Eramuslim.com – Presidential-style. Begitulah kualitas pidato politik perdana yang disampaikan oleh Gubernur Anies Baswedan. Gaya seorang presiden. Anies bagaikan mencuri start kampanye Pilpres 2019. Sayangnya, orang-orang yang berpikiran “hostile” (seteru) terhadap Anies hanya mampu menangkap kata “pribumi”, yang menjadi salah satu pokok pidato politiknya itu, dalam konteks yang sangat sempit. Yaitu, konteks dikotimis yang tidak penting.

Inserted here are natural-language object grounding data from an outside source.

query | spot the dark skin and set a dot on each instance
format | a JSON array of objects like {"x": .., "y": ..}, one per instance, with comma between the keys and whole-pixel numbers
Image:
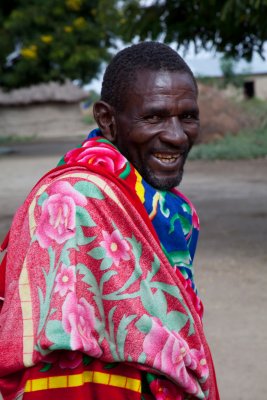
[{"x": 157, "y": 127}]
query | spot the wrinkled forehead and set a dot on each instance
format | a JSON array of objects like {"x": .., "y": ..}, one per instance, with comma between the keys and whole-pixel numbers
[{"x": 147, "y": 81}]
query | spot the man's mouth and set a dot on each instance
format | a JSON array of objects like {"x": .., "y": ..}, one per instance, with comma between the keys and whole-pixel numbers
[{"x": 167, "y": 158}]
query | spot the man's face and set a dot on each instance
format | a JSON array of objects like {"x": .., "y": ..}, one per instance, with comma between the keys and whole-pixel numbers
[{"x": 158, "y": 125}]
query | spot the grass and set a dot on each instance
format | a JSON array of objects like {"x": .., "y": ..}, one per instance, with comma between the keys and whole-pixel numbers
[{"x": 245, "y": 145}]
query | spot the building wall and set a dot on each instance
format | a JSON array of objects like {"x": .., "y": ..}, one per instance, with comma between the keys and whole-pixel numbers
[{"x": 260, "y": 85}]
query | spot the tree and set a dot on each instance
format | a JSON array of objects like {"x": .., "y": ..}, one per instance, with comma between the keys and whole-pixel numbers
[
  {"x": 236, "y": 28},
  {"x": 49, "y": 40}
]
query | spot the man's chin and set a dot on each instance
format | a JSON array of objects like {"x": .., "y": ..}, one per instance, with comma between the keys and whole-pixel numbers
[{"x": 163, "y": 183}]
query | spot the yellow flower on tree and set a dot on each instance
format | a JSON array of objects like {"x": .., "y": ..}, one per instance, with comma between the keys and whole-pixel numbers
[
  {"x": 68, "y": 29},
  {"x": 29, "y": 52},
  {"x": 74, "y": 5},
  {"x": 79, "y": 23},
  {"x": 47, "y": 39}
]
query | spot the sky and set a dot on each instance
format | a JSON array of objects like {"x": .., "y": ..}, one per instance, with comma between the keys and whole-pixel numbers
[{"x": 205, "y": 63}]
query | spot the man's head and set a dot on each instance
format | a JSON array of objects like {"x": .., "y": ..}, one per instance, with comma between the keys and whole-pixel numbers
[{"x": 148, "y": 109}]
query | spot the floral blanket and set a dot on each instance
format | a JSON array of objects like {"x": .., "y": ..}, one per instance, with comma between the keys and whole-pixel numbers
[{"x": 86, "y": 273}]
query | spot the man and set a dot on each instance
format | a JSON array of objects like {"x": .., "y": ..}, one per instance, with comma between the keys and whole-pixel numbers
[{"x": 100, "y": 300}]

Padahal, Anies berbicara tentang gagasan untuk membebaskan seluruh rakyat Indonesia, tidak hanya rakyat Jakarta, dari belenggu keterjajahan. “Great mind” yang ada di dalam diri Anies ingin menyampaikan kepada publik bahwa Indonesia sangat perlu mengkonfrontir belenggu keterjajahan yang melanda rakyat.
Ketika dia menyebutkan “pribumi”, Anies disalahpahami seolah ingin menyulut antagoni yang berbahaya. Orang-orang yang memiliki “small mind” (pikiran cetek) menyangka Anies yang berpikiran “cetek” seperti mereka. Mereka tidak mampu melihat dampak jangka panjang dari belenggu keterjajahan yang terbentuk dari kekeliruan dalam penbangunan ekonomi nasional.

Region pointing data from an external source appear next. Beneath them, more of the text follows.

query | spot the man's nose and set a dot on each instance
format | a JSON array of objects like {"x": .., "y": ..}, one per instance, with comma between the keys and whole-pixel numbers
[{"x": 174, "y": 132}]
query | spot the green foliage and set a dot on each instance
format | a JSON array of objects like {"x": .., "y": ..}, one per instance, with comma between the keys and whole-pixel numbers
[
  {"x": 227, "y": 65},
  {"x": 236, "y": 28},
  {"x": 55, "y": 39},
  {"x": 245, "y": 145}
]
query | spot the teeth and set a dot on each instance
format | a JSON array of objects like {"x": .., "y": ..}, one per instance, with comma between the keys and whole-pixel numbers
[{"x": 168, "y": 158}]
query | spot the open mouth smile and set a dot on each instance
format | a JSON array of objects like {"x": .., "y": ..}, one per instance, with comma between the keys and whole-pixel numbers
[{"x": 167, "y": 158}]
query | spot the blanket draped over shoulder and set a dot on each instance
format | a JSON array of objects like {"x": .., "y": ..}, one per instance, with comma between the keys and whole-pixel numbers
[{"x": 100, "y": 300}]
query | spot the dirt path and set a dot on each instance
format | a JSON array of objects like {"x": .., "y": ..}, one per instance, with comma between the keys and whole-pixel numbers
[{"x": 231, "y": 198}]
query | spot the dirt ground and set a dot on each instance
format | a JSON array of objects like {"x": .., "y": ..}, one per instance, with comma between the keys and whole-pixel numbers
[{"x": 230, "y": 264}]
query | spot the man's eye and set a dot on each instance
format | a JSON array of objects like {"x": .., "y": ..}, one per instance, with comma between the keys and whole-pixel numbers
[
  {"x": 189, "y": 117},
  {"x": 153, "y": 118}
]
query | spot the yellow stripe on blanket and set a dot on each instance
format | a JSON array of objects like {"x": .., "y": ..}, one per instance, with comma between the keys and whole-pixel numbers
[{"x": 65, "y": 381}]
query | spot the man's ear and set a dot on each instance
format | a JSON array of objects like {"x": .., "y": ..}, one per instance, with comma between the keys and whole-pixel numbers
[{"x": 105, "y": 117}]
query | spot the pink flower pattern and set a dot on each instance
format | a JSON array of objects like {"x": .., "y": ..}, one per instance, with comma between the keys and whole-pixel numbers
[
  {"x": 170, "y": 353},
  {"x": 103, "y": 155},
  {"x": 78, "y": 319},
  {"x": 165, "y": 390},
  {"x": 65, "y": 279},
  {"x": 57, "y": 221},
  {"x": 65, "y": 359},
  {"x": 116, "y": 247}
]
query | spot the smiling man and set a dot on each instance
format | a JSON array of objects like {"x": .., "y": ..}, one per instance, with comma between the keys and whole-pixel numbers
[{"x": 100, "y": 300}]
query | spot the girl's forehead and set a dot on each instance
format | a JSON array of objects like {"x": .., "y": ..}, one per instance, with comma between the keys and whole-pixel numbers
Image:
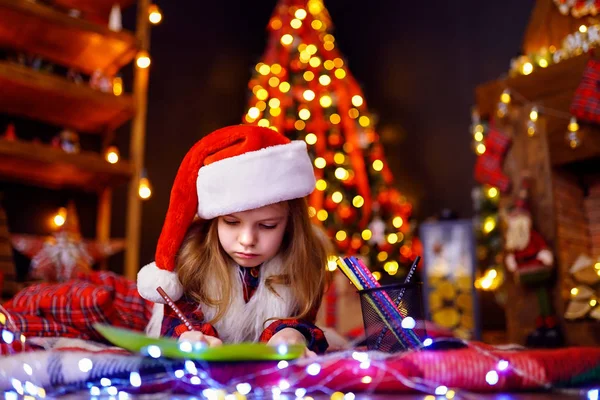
[{"x": 276, "y": 210}]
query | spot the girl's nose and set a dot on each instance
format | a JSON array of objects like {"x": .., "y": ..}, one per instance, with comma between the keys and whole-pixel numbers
[{"x": 247, "y": 237}]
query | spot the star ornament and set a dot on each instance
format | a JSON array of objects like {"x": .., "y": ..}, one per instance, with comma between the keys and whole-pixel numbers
[{"x": 64, "y": 254}]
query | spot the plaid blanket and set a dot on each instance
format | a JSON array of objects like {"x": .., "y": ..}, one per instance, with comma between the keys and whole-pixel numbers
[
  {"x": 57, "y": 319},
  {"x": 464, "y": 371},
  {"x": 70, "y": 309}
]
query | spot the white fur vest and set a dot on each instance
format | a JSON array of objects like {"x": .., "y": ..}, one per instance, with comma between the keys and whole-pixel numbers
[{"x": 243, "y": 322}]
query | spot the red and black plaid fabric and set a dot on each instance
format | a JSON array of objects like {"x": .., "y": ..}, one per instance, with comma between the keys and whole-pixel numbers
[
  {"x": 586, "y": 101},
  {"x": 488, "y": 167},
  {"x": 70, "y": 309}
]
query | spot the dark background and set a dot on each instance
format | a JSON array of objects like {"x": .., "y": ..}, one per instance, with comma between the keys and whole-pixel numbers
[{"x": 418, "y": 63}]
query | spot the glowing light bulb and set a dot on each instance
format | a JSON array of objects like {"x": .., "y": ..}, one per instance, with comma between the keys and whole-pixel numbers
[
  {"x": 144, "y": 190},
  {"x": 112, "y": 155},
  {"x": 154, "y": 14},
  {"x": 143, "y": 59}
]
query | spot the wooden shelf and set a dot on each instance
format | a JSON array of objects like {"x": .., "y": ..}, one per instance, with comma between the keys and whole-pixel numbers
[
  {"x": 40, "y": 30},
  {"x": 45, "y": 166},
  {"x": 55, "y": 100},
  {"x": 100, "y": 8}
]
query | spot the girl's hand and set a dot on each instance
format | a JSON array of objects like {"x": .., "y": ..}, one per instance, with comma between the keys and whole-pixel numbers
[
  {"x": 197, "y": 336},
  {"x": 291, "y": 336}
]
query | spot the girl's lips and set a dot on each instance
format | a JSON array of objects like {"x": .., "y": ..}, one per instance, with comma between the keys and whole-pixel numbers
[{"x": 246, "y": 255}]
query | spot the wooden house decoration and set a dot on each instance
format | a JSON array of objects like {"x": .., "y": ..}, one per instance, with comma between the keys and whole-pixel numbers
[
  {"x": 565, "y": 194},
  {"x": 75, "y": 34}
]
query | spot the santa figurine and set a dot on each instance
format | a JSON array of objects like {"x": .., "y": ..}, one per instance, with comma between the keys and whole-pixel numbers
[
  {"x": 531, "y": 261},
  {"x": 527, "y": 256}
]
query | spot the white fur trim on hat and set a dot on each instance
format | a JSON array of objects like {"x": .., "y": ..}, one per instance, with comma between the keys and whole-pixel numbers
[
  {"x": 255, "y": 179},
  {"x": 151, "y": 277}
]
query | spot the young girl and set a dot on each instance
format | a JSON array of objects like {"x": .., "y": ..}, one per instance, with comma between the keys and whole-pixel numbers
[{"x": 238, "y": 252}]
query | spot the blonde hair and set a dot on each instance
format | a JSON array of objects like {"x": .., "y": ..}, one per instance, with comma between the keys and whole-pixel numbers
[{"x": 304, "y": 253}]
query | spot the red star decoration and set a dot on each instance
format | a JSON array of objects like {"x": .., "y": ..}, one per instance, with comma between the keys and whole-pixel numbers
[{"x": 65, "y": 253}]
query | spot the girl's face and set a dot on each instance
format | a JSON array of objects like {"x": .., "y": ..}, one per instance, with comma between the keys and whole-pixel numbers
[{"x": 254, "y": 236}]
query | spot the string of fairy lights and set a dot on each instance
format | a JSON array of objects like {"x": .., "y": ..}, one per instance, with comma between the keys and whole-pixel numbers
[
  {"x": 576, "y": 43},
  {"x": 302, "y": 378}
]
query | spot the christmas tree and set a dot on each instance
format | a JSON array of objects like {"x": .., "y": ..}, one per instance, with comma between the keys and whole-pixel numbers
[{"x": 303, "y": 88}]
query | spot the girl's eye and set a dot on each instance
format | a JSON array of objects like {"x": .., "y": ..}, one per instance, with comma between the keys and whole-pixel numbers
[{"x": 266, "y": 226}]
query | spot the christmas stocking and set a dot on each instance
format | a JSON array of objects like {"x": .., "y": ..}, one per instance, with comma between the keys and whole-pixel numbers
[
  {"x": 586, "y": 101},
  {"x": 488, "y": 168}
]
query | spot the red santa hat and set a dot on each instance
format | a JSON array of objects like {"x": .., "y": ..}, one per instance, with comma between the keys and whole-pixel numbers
[{"x": 233, "y": 169}]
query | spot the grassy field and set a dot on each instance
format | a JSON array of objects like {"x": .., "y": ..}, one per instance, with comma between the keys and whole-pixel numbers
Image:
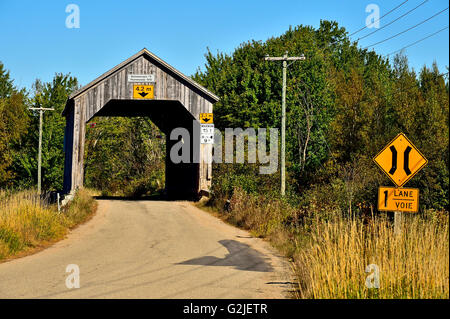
[
  {"x": 28, "y": 224},
  {"x": 330, "y": 251}
]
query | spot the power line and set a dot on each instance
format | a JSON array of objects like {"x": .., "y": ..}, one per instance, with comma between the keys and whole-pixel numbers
[
  {"x": 414, "y": 26},
  {"x": 386, "y": 25},
  {"x": 409, "y": 45},
  {"x": 366, "y": 26}
]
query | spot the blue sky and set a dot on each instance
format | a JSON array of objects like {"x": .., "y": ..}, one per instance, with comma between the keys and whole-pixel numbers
[{"x": 35, "y": 43}]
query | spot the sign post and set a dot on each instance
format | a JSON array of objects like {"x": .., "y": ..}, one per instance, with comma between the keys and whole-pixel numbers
[{"x": 400, "y": 160}]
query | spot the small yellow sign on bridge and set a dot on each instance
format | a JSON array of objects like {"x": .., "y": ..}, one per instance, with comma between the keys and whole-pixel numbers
[
  {"x": 400, "y": 160},
  {"x": 206, "y": 118},
  {"x": 143, "y": 91}
]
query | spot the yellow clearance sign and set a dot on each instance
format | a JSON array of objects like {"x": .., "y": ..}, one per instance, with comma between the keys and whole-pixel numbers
[
  {"x": 206, "y": 118},
  {"x": 400, "y": 160},
  {"x": 143, "y": 91},
  {"x": 398, "y": 199}
]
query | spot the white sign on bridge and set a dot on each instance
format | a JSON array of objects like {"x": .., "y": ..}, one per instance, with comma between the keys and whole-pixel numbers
[{"x": 140, "y": 78}]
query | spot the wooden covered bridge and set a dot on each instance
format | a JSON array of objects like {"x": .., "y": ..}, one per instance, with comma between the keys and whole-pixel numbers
[{"x": 143, "y": 85}]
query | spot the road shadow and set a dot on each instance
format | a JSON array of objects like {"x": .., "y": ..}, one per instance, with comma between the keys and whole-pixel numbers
[{"x": 241, "y": 256}]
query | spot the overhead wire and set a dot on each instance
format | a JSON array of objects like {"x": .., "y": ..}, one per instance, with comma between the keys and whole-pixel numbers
[
  {"x": 414, "y": 43},
  {"x": 386, "y": 25},
  {"x": 409, "y": 29}
]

Anies ingin mengingatkan bahwa ketimpangan sosial yang semakin besar dan akut bisa menumpuk diskonten yang akan merugikan seluruh tatanan kehidupan. Ketimpangan itu, menurut pandangan Anies, bersumber dari disparitas taraf hidup yang masih sangat kental diwarnai oleh perbedaan penguasaan faktor-faktor ekonomi.